Dans un arrêt rendu le 4 octobre 2023 (n°21-25421), la Cour de Cassation a rappelé le principe constant selon lequel un motif tiré de la vie personnelle du salarié ne peut, en principe, justifier un licenciement disciplinaire, sauf s'il constitue un manquement de l'intéressé à une obligation découlant de son contrat de travail.
Dans cette affaire, la Cour d’appel a constaté que le salarié avait commis les infractions lors de ses temps de trajet donc hors du temps de travail, que le véhicule n’avait subi aucun dommage et que le comportement du salarié n’avait eu aucune incidence sur les obligations découlant de son contrat de travail en qualité de mécanicien.

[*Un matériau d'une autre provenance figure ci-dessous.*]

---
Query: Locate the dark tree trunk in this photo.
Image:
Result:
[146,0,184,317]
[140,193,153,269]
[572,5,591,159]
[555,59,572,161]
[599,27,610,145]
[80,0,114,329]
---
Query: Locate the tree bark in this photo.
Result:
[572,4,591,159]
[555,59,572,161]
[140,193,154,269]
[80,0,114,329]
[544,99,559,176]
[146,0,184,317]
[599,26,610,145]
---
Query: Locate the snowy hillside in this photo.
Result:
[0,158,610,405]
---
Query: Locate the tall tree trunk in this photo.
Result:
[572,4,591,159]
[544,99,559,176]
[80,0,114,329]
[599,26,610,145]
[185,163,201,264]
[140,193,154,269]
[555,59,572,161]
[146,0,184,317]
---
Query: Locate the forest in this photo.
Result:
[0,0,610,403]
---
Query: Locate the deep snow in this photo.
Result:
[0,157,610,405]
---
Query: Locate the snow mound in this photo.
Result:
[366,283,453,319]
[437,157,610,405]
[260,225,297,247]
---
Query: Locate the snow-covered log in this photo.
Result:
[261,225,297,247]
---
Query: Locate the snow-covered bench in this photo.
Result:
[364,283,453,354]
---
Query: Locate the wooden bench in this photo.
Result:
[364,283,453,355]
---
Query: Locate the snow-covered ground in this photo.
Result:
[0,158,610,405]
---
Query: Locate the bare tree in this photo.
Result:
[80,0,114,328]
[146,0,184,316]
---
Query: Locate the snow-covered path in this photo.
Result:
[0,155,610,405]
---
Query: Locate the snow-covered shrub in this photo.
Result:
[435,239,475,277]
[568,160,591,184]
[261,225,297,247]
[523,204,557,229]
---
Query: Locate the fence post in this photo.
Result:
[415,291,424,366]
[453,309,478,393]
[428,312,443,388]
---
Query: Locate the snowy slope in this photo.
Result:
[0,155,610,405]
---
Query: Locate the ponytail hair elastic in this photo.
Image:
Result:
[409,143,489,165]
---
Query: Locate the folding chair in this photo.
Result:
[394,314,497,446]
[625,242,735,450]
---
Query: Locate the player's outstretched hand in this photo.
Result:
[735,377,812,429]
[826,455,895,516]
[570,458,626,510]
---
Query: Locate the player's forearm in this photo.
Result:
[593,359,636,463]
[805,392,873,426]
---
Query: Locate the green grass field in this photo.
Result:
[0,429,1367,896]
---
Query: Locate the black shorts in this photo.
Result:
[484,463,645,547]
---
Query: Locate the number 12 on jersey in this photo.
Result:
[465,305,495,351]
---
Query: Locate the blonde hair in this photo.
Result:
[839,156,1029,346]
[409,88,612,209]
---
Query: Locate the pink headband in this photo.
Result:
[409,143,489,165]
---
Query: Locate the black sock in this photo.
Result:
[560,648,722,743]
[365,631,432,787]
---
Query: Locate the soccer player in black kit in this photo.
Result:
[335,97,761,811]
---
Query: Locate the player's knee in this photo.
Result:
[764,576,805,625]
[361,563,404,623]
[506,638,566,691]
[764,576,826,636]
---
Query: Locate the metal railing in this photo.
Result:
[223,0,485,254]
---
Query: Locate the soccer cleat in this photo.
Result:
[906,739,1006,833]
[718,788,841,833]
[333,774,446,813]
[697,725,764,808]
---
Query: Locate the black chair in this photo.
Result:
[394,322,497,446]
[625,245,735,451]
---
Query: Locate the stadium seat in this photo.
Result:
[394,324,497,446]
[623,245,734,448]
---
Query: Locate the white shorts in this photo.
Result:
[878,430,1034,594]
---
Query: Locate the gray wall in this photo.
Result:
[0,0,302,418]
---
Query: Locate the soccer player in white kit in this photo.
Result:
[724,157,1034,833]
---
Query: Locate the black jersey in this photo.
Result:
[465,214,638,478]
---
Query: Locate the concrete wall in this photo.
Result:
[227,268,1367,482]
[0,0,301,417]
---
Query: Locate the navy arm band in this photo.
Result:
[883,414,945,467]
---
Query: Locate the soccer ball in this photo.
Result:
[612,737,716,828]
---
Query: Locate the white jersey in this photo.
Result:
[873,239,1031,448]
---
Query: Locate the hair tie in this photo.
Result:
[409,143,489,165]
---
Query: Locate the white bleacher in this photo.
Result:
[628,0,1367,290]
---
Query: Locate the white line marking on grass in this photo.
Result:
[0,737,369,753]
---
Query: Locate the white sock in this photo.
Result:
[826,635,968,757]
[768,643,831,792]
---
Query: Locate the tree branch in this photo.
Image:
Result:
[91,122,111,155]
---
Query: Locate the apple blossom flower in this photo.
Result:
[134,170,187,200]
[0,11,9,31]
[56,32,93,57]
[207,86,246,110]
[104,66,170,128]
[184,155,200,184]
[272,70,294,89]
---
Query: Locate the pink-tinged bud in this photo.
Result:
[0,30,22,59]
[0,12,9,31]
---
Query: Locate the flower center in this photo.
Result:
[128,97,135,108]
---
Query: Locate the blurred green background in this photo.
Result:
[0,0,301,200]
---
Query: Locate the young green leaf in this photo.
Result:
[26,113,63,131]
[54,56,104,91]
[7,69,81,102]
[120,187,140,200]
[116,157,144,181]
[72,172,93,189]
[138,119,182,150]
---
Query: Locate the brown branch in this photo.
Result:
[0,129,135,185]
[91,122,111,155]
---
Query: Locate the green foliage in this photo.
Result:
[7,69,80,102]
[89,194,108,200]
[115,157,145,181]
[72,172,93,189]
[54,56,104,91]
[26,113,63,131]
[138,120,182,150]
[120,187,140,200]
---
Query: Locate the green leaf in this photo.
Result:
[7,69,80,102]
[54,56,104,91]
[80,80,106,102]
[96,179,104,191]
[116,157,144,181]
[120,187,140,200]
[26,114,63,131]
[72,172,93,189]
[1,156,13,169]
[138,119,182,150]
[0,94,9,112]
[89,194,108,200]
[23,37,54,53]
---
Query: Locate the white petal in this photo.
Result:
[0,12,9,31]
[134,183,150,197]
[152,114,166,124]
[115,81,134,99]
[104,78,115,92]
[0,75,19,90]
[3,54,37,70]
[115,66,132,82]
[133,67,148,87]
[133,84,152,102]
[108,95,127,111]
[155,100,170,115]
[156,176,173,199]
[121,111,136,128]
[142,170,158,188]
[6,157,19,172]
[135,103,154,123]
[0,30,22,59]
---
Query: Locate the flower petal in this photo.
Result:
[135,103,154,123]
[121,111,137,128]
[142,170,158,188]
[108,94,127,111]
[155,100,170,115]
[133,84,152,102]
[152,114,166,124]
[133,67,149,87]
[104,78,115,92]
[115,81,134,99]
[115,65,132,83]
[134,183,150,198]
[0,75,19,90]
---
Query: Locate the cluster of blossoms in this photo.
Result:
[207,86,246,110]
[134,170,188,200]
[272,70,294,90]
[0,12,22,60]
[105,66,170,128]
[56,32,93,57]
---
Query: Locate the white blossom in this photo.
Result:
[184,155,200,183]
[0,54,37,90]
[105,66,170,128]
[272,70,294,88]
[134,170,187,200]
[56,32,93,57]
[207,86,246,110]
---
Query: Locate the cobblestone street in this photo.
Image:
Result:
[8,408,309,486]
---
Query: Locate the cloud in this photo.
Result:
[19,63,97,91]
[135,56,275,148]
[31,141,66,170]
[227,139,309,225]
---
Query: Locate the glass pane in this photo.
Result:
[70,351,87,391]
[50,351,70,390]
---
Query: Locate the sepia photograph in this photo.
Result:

La Cour de Cassation approuve la Cour d’appel et juge que les infractions au code de la route ne pouvaient être regardées comme une méconnaissance par l'intéressé de ses obligations découlant de son contrat, ni comme se rattachant à sa vie professionnelle, de sorte que ces faits de la vie personnelle ne pouvaient justifier un licenciement disciplinaire.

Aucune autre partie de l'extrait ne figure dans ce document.